A minha posta de justa indignação à expulsão de Vale e Azevedo da agremiação que marcou para sempre teve reacções descabeladas da parte de muitos encarnados que mergulharam na amnésia voluntária para evitar confrontarem-se com os seus fantasmas.
Por causa disso, e ainda devido a uma polémica acerca do "português típico", republico aqui um excerto de um texto que escrevi para o Semanário, em 6 de Dezembro de 2002:
«Com enorme desgosto o digo, o Benfica de João Vale e Azevedo somos todos nós, portugueses. Por mais que desejássemos que não tivesse sido assim, todos nos criamos num "caldinho" de cultura comodista, conformista, estatista, centralista, sebastianista e - manifestamente - benfiquista.
O culto do "espertalhão", que soube chegar lá sem se esforçar.
O encanto que encontramos no atrevimento da mentira que se sabe que é, mas que se aceita como se não o fora.

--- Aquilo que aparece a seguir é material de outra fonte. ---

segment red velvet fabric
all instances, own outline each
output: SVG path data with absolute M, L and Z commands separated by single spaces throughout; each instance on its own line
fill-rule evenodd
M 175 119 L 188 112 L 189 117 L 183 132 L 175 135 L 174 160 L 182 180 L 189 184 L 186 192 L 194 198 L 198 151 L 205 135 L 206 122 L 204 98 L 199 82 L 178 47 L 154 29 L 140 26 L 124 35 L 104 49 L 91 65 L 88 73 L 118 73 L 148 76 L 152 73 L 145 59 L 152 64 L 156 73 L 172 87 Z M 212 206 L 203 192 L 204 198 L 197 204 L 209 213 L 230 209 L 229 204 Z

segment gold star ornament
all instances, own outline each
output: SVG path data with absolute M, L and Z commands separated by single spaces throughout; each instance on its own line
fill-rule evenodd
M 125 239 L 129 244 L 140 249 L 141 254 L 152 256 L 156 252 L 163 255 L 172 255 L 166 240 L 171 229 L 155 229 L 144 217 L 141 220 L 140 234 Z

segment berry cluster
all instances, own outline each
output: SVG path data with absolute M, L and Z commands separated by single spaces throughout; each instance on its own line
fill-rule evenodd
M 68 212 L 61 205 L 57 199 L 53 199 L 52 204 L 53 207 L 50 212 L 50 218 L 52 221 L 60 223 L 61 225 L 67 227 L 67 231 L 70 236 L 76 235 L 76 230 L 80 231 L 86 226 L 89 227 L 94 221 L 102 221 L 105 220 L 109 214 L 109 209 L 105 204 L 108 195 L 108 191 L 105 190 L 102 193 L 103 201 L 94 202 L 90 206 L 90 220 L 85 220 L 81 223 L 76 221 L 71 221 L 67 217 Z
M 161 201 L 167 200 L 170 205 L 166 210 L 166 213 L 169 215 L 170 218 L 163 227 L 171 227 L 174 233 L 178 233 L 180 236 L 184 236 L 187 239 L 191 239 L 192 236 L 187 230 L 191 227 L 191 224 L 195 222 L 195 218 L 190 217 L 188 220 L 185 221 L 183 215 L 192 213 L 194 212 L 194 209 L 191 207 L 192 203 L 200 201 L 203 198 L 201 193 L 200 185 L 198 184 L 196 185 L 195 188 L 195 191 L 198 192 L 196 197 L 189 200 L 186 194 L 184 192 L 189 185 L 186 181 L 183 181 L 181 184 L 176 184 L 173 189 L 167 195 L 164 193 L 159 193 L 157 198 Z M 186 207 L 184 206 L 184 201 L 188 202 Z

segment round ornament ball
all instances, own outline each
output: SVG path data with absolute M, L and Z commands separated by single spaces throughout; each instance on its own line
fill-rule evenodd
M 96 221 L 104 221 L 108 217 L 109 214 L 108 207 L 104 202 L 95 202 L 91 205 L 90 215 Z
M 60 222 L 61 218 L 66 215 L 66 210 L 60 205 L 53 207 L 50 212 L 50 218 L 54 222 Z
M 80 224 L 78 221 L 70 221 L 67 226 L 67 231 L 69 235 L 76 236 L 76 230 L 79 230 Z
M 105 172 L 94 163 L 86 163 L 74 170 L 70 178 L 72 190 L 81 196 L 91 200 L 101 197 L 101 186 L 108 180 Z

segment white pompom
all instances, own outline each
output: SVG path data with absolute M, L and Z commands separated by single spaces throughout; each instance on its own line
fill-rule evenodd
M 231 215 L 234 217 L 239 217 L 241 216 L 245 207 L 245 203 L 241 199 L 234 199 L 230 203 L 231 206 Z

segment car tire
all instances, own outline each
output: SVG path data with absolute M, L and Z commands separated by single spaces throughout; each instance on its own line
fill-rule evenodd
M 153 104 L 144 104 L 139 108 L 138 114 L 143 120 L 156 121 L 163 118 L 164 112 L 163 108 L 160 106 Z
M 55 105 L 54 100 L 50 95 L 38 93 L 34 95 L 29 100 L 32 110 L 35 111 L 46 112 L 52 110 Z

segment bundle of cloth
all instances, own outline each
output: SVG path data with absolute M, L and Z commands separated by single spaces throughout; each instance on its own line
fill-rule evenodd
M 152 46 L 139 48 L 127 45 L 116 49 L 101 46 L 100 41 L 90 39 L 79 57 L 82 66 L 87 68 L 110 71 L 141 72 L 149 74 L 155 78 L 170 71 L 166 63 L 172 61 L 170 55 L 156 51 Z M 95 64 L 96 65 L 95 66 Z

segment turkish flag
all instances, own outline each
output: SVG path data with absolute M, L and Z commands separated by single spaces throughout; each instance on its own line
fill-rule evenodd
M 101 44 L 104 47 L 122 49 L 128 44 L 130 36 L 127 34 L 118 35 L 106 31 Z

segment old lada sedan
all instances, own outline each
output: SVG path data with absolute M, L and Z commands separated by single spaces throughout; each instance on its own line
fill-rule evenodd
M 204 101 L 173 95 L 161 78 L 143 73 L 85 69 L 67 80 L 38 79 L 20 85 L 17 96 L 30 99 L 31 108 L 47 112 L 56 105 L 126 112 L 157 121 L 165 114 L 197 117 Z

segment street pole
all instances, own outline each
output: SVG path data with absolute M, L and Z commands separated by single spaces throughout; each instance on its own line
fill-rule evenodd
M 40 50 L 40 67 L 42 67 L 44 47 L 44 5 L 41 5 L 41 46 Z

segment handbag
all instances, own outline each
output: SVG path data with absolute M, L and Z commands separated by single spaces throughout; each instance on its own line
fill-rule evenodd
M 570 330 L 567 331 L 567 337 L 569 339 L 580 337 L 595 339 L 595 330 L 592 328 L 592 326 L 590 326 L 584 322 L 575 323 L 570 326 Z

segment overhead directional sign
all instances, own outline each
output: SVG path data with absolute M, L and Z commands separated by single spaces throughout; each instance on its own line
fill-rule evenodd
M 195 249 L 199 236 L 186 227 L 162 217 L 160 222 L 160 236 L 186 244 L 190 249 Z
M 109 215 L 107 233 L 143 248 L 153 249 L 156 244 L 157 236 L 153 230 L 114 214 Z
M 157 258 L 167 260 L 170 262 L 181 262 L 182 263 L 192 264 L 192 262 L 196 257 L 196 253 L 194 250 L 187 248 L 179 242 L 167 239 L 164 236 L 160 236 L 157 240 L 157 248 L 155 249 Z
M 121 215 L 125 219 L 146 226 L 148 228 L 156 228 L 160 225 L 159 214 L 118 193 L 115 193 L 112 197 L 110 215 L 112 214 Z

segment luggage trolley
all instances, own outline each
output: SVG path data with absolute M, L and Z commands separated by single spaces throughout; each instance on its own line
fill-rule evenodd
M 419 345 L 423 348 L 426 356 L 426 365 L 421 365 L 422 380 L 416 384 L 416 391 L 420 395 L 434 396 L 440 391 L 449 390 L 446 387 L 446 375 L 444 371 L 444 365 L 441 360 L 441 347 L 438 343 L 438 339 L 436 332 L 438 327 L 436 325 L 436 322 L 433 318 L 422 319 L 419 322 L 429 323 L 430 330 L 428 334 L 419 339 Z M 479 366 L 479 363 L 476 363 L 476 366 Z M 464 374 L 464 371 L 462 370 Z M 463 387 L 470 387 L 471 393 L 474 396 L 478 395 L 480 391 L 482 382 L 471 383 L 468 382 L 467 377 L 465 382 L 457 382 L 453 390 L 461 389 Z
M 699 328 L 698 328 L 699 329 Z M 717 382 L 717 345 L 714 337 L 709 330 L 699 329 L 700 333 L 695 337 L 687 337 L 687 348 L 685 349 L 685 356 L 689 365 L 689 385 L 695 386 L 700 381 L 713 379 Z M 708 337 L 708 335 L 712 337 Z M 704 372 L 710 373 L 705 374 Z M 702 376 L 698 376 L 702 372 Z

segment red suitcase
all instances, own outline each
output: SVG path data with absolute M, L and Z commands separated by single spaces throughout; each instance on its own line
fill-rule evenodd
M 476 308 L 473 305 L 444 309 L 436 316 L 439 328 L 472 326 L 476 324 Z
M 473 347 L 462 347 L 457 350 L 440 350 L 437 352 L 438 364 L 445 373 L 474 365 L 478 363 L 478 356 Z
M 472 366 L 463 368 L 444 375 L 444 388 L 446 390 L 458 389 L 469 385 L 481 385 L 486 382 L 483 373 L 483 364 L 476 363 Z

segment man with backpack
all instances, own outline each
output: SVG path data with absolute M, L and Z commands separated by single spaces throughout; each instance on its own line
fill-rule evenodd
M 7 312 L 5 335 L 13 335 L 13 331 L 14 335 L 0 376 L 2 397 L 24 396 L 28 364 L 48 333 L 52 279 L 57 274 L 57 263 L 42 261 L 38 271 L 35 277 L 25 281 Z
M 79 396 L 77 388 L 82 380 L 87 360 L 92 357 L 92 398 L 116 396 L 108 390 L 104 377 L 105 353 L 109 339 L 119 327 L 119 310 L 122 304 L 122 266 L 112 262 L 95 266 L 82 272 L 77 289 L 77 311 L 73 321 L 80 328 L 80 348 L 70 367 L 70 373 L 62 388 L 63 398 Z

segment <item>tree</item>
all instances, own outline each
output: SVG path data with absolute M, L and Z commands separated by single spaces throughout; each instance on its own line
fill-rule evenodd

O facilitismo que tudo aligeira.
A insuperável tendência para o improviso que tudo faz perigar.
A endémica desorganização.
A depreciação do mérito.
A crença absoluta na redenção da desgraça por acção de uma entidade divina ou por intervenção estatal.
O alijar qualquer hipótese de responsabilidade para os ombros alheios.
A desculpa pronta.
O queixume permanente em face das dificuldades.
O desplante como atitude existencial.
A insuperável lei do menor esforço na esperança da maior recompensa.
Tudo isto JVA soube interpretar e quis protagonizar. As óbvias saudades que deixou demonstram que teve bastante êxito. Humildemente, no entanto, sou de opinião que cometeu um erro estratégico claro: não devia ter escolhido o futebol para expressar os seus inegáveis talentos, mas sim a política. Nessa arte - isso sim! - que futuro auspicioso lhe estaria reservado.
Para um homem com o seu engenho apenas o céu seria o limite.»